I was trying very hard to communicate with them, but they weren't interested and so I felt like a predator. It's not healthy for me to put myself in situations where I feel like that. And that chatroom website is very strict where I can probably get banned for my private communications with them. I need to find better environments to communicate with women, and I should try public communication rather than private communication.

It hurts a lot when I try to communicate with people and they don't communicate back. But unlike private communication, public communication has a greater audience. I don't have to feel rejected so much, within public communication, because there's usually always somebody to communicate with. I feel less judged in public communications, because there are people in public conversations to make sure I'm not being judged.

I don't privately message men, so why should I privately message women? It's very near sexting, with my history anyhow. And part of improving my sexual health involves being more public and less private.
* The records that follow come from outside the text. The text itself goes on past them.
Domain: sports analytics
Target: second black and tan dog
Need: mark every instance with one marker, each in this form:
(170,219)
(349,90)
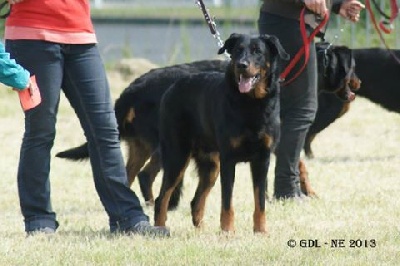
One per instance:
(378,72)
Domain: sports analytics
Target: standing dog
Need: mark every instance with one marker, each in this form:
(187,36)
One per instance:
(220,120)
(137,112)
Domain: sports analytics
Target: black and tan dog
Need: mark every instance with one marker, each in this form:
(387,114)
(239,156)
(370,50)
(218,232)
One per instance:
(137,112)
(219,120)
(379,73)
(336,73)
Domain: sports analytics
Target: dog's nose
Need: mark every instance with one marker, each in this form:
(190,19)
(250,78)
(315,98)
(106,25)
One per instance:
(242,64)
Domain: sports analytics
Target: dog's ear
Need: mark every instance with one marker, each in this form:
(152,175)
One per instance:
(229,43)
(275,45)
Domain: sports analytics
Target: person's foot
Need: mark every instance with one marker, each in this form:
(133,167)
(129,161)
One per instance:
(42,230)
(144,228)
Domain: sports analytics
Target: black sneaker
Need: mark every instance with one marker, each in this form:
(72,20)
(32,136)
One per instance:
(42,230)
(144,228)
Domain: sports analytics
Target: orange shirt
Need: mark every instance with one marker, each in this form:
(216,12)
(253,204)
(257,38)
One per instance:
(61,21)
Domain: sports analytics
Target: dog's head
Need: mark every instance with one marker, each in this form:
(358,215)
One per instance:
(254,62)
(336,71)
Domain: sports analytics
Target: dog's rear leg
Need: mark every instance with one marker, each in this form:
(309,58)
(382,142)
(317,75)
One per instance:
(174,169)
(227,181)
(259,170)
(148,175)
(138,153)
(208,170)
(305,181)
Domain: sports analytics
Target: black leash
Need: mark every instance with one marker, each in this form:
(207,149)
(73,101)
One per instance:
(5,9)
(211,24)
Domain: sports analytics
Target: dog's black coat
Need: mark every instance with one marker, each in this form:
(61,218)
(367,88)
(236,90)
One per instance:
(219,120)
(337,72)
(137,112)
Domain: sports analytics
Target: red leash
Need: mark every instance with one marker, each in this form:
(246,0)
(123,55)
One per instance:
(303,50)
(393,16)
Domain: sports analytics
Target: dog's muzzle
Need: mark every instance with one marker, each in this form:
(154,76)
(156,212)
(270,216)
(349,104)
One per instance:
(246,84)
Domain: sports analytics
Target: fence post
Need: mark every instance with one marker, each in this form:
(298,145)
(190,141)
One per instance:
(98,3)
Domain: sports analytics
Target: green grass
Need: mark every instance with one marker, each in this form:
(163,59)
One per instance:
(355,172)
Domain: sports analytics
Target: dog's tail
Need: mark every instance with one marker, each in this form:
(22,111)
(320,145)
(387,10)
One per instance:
(75,154)
(175,197)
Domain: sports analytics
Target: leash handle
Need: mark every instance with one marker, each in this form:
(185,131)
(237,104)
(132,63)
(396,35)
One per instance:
(305,49)
(207,17)
(372,16)
(387,26)
(211,24)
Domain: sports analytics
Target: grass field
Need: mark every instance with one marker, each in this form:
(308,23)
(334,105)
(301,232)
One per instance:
(355,172)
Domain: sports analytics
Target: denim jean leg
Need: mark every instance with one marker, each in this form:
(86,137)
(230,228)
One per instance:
(298,104)
(86,87)
(42,60)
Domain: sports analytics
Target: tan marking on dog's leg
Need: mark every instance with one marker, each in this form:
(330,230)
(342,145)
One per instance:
(345,109)
(152,168)
(138,153)
(268,140)
(227,219)
(203,191)
(261,89)
(259,219)
(307,146)
(161,216)
(304,181)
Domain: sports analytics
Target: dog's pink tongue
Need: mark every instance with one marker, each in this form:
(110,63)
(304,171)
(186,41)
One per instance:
(245,84)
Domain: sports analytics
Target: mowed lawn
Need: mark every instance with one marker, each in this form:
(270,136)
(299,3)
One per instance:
(355,220)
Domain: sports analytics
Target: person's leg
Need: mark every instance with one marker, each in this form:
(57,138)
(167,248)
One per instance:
(45,61)
(86,87)
(298,105)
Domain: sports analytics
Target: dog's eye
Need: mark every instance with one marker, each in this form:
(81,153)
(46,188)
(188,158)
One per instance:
(256,50)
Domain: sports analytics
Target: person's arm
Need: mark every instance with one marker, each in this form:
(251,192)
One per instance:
(11,73)
(350,9)
(336,6)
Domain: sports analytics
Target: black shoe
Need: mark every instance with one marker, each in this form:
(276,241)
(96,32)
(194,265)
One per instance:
(42,230)
(144,228)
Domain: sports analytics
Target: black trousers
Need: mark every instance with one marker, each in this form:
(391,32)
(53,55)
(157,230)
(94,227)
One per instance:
(298,103)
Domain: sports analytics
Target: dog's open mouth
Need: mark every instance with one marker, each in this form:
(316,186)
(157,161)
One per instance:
(246,84)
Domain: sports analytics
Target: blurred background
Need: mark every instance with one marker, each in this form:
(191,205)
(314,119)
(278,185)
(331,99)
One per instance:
(174,31)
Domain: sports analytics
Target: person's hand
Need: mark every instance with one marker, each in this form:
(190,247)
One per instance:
(11,2)
(350,9)
(316,6)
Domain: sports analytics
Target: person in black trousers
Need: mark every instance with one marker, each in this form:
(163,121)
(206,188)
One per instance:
(299,97)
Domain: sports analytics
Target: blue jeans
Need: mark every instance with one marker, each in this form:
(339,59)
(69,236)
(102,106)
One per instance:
(78,70)
(299,103)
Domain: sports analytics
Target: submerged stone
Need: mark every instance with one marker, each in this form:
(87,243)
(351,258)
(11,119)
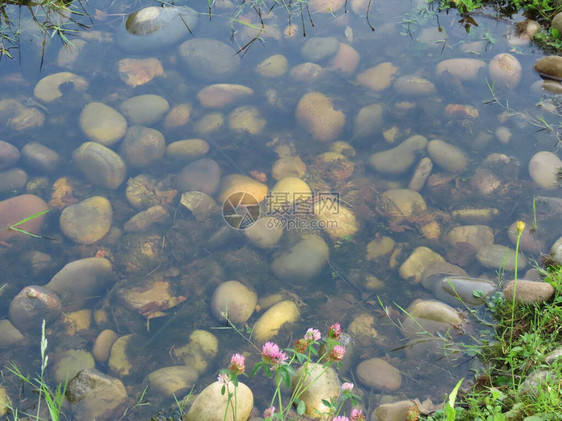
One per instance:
(94,395)
(100,165)
(155,28)
(209,59)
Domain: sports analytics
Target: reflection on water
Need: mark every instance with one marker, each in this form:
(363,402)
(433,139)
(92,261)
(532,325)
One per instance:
(388,166)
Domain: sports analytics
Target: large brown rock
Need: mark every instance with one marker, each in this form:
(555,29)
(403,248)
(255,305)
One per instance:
(18,208)
(82,280)
(96,396)
(317,115)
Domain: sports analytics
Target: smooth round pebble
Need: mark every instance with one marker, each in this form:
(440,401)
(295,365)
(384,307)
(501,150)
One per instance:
(505,70)
(142,146)
(275,318)
(102,345)
(187,149)
(209,59)
(100,165)
(448,157)
(39,157)
(303,261)
(202,175)
(32,305)
(17,208)
(12,179)
(9,155)
(81,281)
(234,301)
(317,115)
(543,169)
(155,28)
(88,221)
(378,374)
(102,123)
(144,110)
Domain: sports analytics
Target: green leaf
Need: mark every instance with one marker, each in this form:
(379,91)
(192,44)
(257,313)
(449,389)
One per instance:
(29,218)
(301,407)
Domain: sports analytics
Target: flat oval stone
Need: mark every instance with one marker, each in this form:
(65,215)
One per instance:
(403,203)
(464,69)
(102,123)
(378,374)
(144,110)
(142,146)
(543,169)
(81,281)
(32,305)
(414,85)
(472,291)
(39,157)
(303,261)
(234,301)
(12,179)
(9,155)
(317,115)
(88,221)
(155,28)
(447,156)
(173,380)
(368,120)
(187,149)
(100,165)
(222,94)
(379,77)
(505,70)
(17,208)
(528,292)
(550,67)
(319,48)
(48,88)
(202,175)
(496,256)
(209,59)
(96,396)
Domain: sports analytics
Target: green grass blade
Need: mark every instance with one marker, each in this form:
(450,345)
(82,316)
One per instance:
(29,218)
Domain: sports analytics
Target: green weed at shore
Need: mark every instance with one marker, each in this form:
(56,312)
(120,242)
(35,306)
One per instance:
(519,382)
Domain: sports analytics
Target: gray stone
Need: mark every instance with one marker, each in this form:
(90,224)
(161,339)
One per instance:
(142,146)
(40,157)
(96,396)
(12,179)
(556,22)
(202,175)
(146,218)
(88,221)
(144,109)
(319,48)
(32,305)
(209,59)
(496,256)
(81,281)
(155,28)
(100,165)
(550,67)
(528,291)
(9,155)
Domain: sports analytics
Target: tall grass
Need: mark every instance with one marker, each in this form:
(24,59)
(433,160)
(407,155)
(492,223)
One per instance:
(53,398)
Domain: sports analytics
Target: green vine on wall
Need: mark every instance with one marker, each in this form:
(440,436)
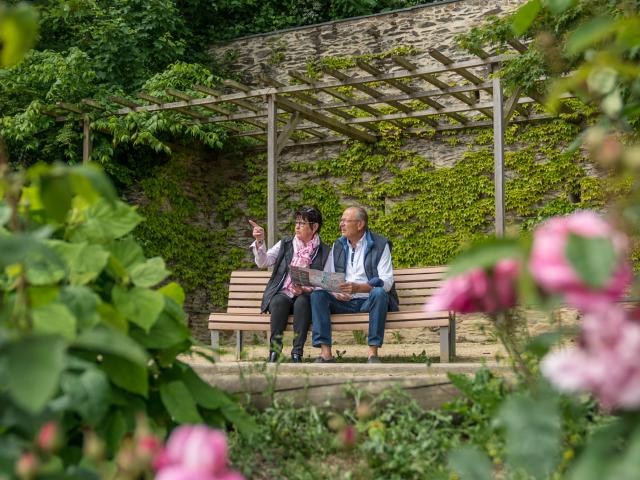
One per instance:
(428,212)
(177,208)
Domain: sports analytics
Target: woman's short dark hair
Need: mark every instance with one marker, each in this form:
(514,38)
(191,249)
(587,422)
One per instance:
(309,214)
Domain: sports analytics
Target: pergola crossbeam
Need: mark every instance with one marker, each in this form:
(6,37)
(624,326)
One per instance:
(436,82)
(366,89)
(348,101)
(412,92)
(426,113)
(325,121)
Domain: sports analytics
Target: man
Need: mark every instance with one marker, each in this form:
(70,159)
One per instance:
(365,259)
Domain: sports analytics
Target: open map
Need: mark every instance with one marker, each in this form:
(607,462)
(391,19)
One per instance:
(308,277)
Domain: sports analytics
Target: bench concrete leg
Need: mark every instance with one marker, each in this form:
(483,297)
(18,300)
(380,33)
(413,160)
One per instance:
(239,344)
(452,335)
(215,343)
(445,344)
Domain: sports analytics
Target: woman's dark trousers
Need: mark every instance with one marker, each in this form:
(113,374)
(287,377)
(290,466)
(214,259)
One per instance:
(281,306)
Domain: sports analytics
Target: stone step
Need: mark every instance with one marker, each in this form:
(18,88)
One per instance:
(329,384)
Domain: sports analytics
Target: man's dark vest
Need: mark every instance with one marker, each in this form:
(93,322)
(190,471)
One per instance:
(281,268)
(373,252)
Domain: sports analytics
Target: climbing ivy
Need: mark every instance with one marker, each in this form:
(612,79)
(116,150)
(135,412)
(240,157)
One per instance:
(181,227)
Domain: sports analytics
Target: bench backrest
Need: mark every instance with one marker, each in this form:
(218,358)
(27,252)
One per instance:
(414,286)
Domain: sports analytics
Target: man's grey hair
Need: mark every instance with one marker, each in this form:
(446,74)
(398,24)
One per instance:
(361,214)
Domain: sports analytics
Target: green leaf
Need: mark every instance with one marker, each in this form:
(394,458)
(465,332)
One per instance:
(602,80)
(471,464)
(485,255)
(105,222)
(559,6)
(105,340)
(44,269)
(525,16)
(5,213)
(593,259)
(179,402)
(39,296)
(533,433)
(54,318)
(139,305)
(127,251)
(55,193)
(612,104)
(88,393)
(83,303)
(590,33)
(114,319)
(127,375)
(173,291)
(18,32)
(114,429)
(85,261)
(19,247)
(150,273)
(91,183)
(600,453)
(30,370)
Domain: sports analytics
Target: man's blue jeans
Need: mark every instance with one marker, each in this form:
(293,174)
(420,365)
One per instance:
(323,304)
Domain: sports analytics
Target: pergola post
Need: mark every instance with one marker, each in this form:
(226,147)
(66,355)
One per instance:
(86,139)
(272,168)
(498,151)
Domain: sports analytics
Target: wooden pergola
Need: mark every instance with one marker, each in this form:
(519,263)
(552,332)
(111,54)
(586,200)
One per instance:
(349,104)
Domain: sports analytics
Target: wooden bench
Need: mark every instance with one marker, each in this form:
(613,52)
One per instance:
(414,287)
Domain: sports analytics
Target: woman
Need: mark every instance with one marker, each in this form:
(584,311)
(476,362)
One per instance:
(281,297)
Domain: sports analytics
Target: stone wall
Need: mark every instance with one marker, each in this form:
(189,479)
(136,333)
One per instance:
(276,53)
(430,26)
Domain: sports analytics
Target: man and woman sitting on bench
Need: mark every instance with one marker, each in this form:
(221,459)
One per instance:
(364,258)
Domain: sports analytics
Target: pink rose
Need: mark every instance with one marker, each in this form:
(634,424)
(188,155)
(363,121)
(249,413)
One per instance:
(478,290)
(48,439)
(198,447)
(553,272)
(605,363)
(178,472)
(194,452)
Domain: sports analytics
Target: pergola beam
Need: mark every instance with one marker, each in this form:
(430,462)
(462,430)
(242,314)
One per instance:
(436,82)
(427,113)
(325,121)
(412,92)
(260,92)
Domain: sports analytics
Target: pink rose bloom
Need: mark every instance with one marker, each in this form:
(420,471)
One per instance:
(605,363)
(194,452)
(553,272)
(478,290)
(198,447)
(48,438)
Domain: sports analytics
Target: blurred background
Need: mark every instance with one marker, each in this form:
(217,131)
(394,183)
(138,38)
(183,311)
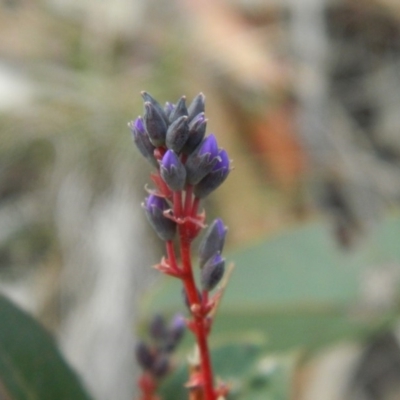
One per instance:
(304,96)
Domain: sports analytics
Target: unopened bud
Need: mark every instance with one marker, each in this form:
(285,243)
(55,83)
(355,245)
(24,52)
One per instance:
(177,134)
(142,140)
(215,177)
(179,110)
(164,227)
(213,241)
(155,124)
(197,106)
(202,160)
(197,131)
(173,171)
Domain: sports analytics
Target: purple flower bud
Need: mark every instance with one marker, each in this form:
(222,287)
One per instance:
(144,356)
(158,328)
(202,160)
(154,207)
(197,131)
(212,242)
(177,134)
(142,140)
(179,110)
(212,272)
(168,108)
(155,124)
(176,331)
(215,177)
(173,171)
(147,98)
(197,106)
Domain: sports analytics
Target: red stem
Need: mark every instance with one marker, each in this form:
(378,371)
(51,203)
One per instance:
(188,200)
(201,330)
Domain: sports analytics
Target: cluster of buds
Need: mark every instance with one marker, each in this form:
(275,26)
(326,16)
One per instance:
(189,166)
(153,356)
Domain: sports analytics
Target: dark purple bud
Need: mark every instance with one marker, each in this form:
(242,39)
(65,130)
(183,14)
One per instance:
(161,366)
(212,242)
(197,106)
(176,331)
(155,124)
(154,207)
(147,98)
(144,355)
(215,177)
(212,272)
(158,328)
(173,171)
(197,131)
(168,108)
(142,140)
(179,110)
(202,160)
(177,134)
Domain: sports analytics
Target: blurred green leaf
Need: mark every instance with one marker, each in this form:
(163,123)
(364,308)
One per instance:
(298,289)
(31,367)
(249,374)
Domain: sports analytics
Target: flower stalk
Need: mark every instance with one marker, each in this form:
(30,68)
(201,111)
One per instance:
(190,166)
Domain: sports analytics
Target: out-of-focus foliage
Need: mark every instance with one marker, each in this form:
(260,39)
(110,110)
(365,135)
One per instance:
(31,366)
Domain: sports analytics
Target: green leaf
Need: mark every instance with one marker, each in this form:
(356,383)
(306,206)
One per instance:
(31,366)
(297,289)
(248,372)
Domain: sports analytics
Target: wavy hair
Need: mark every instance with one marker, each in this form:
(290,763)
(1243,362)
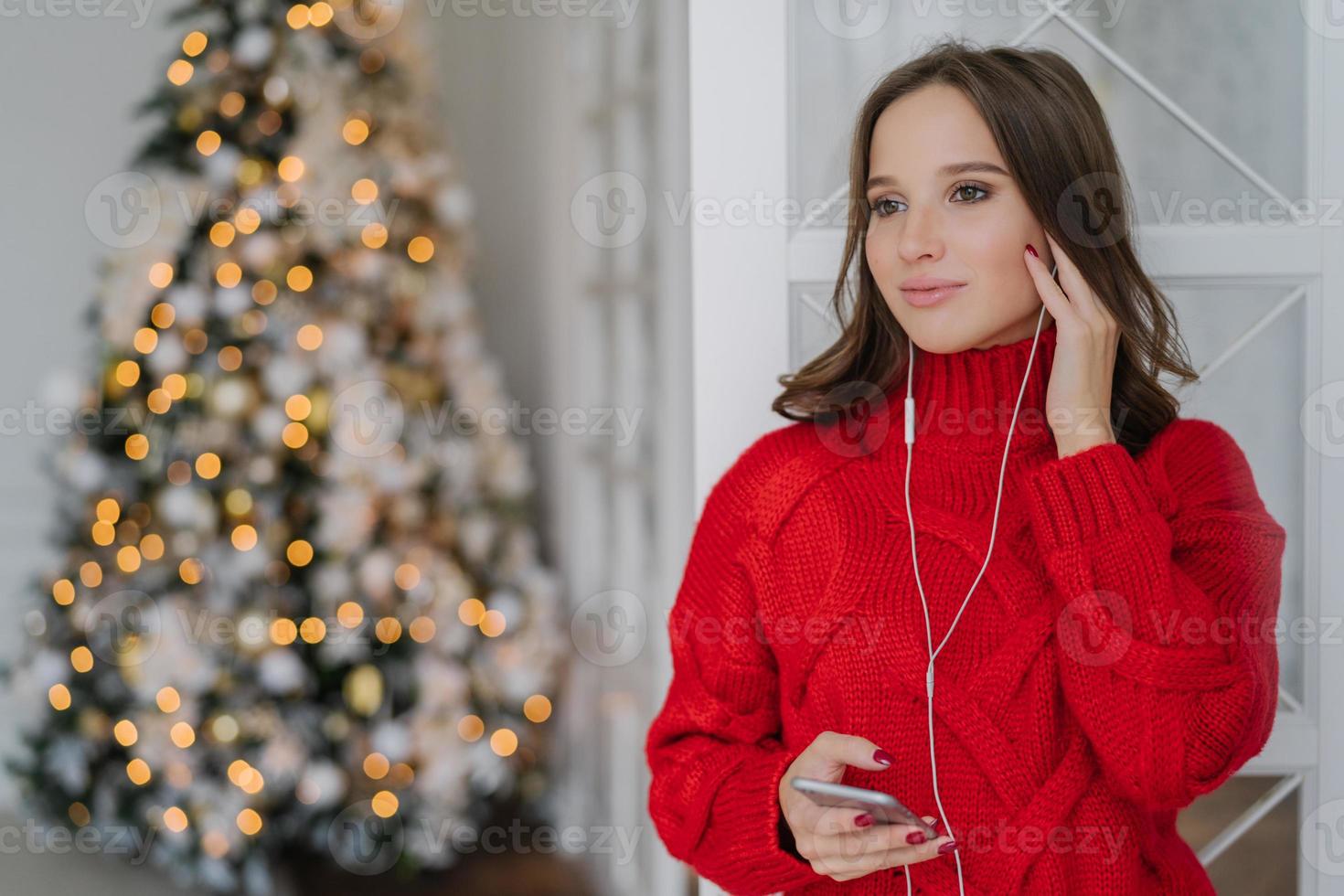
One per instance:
(1057,144)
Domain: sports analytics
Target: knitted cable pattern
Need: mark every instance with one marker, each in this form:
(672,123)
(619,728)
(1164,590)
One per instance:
(1115,661)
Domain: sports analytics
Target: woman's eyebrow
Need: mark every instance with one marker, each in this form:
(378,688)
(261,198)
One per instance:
(946,171)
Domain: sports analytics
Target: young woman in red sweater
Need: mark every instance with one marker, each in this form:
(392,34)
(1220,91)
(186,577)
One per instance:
(1095,603)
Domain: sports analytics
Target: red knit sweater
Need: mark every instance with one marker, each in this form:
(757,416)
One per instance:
(1115,661)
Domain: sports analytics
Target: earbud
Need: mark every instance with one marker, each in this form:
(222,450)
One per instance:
(914,559)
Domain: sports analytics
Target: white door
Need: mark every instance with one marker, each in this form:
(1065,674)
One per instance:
(1223,113)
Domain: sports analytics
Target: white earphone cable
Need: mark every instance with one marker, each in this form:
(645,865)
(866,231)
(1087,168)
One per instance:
(914,558)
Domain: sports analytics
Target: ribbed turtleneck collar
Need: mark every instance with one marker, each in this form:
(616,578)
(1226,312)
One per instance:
(965,400)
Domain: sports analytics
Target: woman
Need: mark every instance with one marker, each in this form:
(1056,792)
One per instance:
(1075,547)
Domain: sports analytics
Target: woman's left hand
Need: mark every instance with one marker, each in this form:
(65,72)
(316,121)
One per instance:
(1078,397)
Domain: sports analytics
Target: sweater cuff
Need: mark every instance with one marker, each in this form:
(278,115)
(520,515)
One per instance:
(1086,496)
(778,835)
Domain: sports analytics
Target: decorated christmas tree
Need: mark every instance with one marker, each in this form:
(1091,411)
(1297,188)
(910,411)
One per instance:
(299,606)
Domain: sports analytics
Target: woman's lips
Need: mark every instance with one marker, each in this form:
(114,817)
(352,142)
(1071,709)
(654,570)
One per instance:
(926,297)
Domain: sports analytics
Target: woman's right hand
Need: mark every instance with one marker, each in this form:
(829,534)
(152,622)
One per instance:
(840,842)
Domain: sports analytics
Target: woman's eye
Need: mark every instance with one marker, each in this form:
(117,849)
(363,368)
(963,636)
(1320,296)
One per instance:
(974,188)
(883,208)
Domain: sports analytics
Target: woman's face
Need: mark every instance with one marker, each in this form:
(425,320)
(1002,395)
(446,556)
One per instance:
(945,208)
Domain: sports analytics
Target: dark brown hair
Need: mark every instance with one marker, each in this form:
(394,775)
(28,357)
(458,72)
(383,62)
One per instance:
(1058,148)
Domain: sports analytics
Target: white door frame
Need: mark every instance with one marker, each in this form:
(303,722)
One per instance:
(741,275)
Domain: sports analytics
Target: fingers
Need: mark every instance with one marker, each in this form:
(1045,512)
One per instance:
(1081,295)
(849,750)
(866,840)
(1050,293)
(846,867)
(841,819)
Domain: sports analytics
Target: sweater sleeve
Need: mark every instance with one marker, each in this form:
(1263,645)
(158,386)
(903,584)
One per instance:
(1164,621)
(715,750)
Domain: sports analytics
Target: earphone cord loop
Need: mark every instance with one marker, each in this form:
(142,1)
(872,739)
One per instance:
(914,558)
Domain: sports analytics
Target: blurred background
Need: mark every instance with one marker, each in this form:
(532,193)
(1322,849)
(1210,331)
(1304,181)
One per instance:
(368,366)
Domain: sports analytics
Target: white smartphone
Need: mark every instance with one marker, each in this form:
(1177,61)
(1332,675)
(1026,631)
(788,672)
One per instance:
(883,807)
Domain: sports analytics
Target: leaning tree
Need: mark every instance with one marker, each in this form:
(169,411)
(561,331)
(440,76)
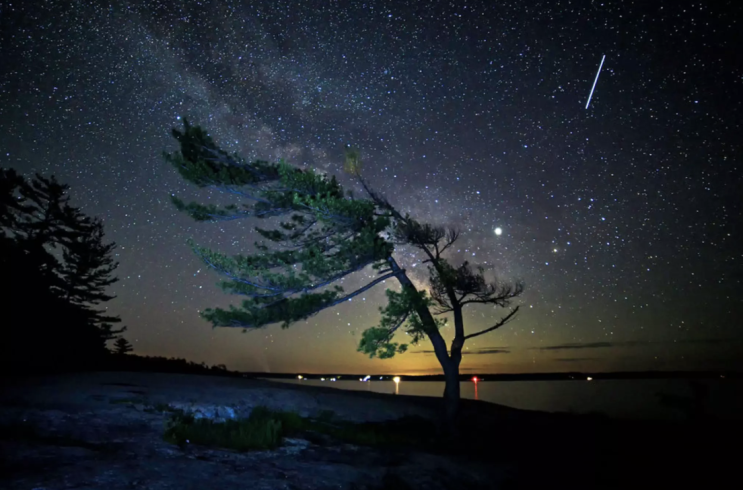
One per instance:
(315,235)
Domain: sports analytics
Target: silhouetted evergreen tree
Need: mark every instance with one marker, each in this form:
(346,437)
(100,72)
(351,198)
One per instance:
(325,236)
(55,267)
(122,346)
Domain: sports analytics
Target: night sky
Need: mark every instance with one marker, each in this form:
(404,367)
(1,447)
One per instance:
(623,219)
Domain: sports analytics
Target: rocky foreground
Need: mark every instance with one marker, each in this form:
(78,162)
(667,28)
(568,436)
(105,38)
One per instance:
(104,431)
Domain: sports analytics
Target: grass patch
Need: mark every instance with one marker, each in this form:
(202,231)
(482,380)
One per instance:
(261,430)
(265,429)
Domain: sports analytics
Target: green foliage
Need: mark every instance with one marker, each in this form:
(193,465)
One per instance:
(261,430)
(265,429)
(324,237)
(401,311)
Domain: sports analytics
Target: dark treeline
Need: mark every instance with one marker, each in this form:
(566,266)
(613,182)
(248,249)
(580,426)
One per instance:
(158,364)
(54,271)
(578,376)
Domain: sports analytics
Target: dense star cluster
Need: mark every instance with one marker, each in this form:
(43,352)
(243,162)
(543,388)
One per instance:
(622,219)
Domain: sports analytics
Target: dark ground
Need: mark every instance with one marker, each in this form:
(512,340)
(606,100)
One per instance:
(94,430)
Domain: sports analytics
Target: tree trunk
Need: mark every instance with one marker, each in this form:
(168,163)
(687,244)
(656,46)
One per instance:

One reason why I decided to privately communicate with them is because I haven't been having much luck publicly communicating with others. I have a mental illness and people tend to not want to communicate with me because of it. Some people avoid me because of my mental illness, gender, sexuality, religion, hair, skin color, race, age, economy, and height. But whether I publicly or privately communicate with women, they will still not want to communicate with me. And public communication allows me to communicate with an audience of people, rather than just one person, increasing my chances of finding someone who will communicate back with me or understand me.

Today was a failure for me because I relapsed and privately communicated with women, even though I didn't sext them. My sexual health only worsens when I privately behave like this. Next time if I want to communicate with women, I need to do it in a public environment. And if women don't want to communicate with me, then that's pefectly okay.

I shouldn't pressure myself to communicate with women, honestly. Communication is important for me, and communicating helps lower my social anxiety that can affect my sexual health. But I can communicate with people, in general. I don't need to deliberately try to communicate with women, especially random women who'll end up making me feel very sad and predatory.